One of the most promising trials that employs CRISPR is the one that aims to stabilise and ultimately cure a potentially fatal protein disorder known as transthyretin amyloidosis, distinguished by the accumulation of abnormal protein deposits known as amyloid (amyloidosis) in the body's organs and tissues. The study is promising as trials using CRISPR up to now used ex-vivo (outside the body) methods where cells were removed from the patient, gene-edited and then re-infused into the patient. This trial led by Julian Gillmore from University College London was the first of its kind as NTLA-2001, an in-vivo gene editing therapeutic agent designed to target the TTR gene, was injected directly into the bloodstream, allowing it to travel through the body directly into the liver to find the cells that needed editing on their own. All clinical subjects involved in the interventional study demonstrated a reduction in the quantity of the disease-related protein, levels decreased by an average of 87% in those who received the higher of the two doses tested.
Patrick Doherty of Gaoth Dobhair, Donegal, was one of the first six patients to receive the gene-editing therapy intravenously to treat transthyretin amyloidosis. Patrick described his initial symptoms as numbness in his fingers and toes and experienced breathlessness whilst doing simple activities such as walking his dog or going up the stairs in his home. Patrick's father died of the fatal disease, and he was suspicious that he might have it as well; unfortunately, his intuition was right. Patrick has provided the following account of his experience after the trial: “since being involved in the trial I have noticed a difference. I don’t have as much numbness in my hands and feet that I used to get, and I can go hill-walking with less of a problem.”

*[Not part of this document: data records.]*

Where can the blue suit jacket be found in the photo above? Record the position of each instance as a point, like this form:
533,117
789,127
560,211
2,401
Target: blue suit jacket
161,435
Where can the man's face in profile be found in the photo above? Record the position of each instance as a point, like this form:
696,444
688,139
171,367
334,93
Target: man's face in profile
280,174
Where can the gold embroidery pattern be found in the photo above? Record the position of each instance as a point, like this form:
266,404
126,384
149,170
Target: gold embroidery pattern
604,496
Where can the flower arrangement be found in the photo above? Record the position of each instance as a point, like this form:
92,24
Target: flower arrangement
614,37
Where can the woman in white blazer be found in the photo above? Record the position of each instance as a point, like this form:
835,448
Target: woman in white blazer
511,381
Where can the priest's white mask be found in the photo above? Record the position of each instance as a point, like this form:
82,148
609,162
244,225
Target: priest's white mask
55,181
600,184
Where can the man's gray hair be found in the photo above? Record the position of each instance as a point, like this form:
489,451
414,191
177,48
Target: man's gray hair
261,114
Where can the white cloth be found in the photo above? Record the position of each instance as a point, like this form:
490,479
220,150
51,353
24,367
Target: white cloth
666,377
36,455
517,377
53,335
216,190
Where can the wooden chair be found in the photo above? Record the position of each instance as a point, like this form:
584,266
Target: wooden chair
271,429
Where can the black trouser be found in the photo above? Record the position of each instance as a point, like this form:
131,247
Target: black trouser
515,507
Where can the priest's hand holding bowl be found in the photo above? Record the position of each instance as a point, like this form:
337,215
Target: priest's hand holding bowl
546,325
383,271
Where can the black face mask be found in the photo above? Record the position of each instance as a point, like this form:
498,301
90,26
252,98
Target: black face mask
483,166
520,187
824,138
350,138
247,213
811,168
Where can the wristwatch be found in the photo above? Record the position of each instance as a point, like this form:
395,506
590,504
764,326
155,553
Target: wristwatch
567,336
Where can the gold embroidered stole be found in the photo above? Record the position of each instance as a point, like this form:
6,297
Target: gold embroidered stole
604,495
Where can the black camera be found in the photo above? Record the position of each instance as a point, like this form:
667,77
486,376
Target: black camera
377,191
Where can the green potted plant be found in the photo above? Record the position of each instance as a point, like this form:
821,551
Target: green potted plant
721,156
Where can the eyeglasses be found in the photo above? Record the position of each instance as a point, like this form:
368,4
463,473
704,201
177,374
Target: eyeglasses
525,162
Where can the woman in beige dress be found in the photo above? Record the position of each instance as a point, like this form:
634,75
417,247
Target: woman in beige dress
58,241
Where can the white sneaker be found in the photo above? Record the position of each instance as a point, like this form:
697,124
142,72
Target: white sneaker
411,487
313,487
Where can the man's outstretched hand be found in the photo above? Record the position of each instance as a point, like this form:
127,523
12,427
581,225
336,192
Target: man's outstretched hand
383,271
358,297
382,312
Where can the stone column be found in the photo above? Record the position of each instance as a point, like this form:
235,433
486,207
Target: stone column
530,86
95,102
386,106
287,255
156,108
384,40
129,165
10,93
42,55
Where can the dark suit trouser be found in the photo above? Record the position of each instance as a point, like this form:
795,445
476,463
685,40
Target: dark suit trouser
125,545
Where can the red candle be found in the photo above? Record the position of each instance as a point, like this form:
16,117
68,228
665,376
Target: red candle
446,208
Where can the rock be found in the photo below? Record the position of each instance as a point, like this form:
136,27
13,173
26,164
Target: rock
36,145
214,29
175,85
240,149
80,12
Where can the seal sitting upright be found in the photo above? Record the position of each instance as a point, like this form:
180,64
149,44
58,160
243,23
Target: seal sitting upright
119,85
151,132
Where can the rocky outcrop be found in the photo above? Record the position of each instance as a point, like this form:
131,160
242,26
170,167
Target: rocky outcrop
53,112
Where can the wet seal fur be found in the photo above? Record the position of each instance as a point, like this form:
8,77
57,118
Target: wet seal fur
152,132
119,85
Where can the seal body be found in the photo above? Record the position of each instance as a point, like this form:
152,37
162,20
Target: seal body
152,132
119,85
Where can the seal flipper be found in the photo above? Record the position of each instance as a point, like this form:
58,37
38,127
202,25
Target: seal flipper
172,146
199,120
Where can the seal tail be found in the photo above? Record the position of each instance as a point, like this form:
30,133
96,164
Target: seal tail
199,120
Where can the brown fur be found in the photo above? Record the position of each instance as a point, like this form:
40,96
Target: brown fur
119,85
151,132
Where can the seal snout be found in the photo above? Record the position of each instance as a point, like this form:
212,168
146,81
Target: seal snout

Dr Julian Gillmore has since led another trial with different people and higher doses, and he shared that in his recent trial, 12 patients with amyloidosis who also had heart failure were treated with NTLA-2001. In an interview with the US Cardiology Review published on the 5th of November 2022, Dr Gillmore stated that all patients had achieved 90% or greater reduction in circulating TTR protein concentration by day 28, and the reduction persisted through to the most recent follow-ups 4-6 months after. To put this figure into context for us students, our beloved hormonal birth control is 99% effective in theory; however, no one takes their pill perfectly; there is no shame in taking it at different times every day; after all, we live busy lives, and as a result, the pill is only 91% effective in reality at preventing pregnancy. Therefore, in terms of the trial, the figure of >90% reduction is extremely promising.
Often, the disease is so severe that patients are willing to take that relatively controlled risk to have a very high chance of treating their condition.
CRISPR trials are especially exciting because gene editing allows us to potentially cure diseases for which there is currently no treatment. However, there are risks associated, as it involves cutting into human DNA, and we do not currently know the range of potential outcomes. Dr Johnson, on the other hand, emphasised that: “Often, the disease is so severe that patients are willing to take that relatively controlled risk to have a very high chance of treating their condition.”
This study is the first to demonstrate that the method, which in this case targets a protein primarily produced in the liver, is both safe and efficient. Jennifer Doudna, one of the two women that received the Nobel Peace Prize for the CRISPR-Cas9 technology, commented on the clinical trial. "While these are early data, they show us that we can overcome one of the biggest challenges with applying CRISPR clinically so far, which is being able to deliver it systemically and get it to the right place."
The ongoing trials to treat transthyretin amyloidosis not only demonstrate CRISPR's potential in curing transthyretin amyloidosis, but also open the door to curing other similar incurable diseases like Alzheimer's. We may not know what the future holds, but a future with CRISPR gene editing should be one to be excited about.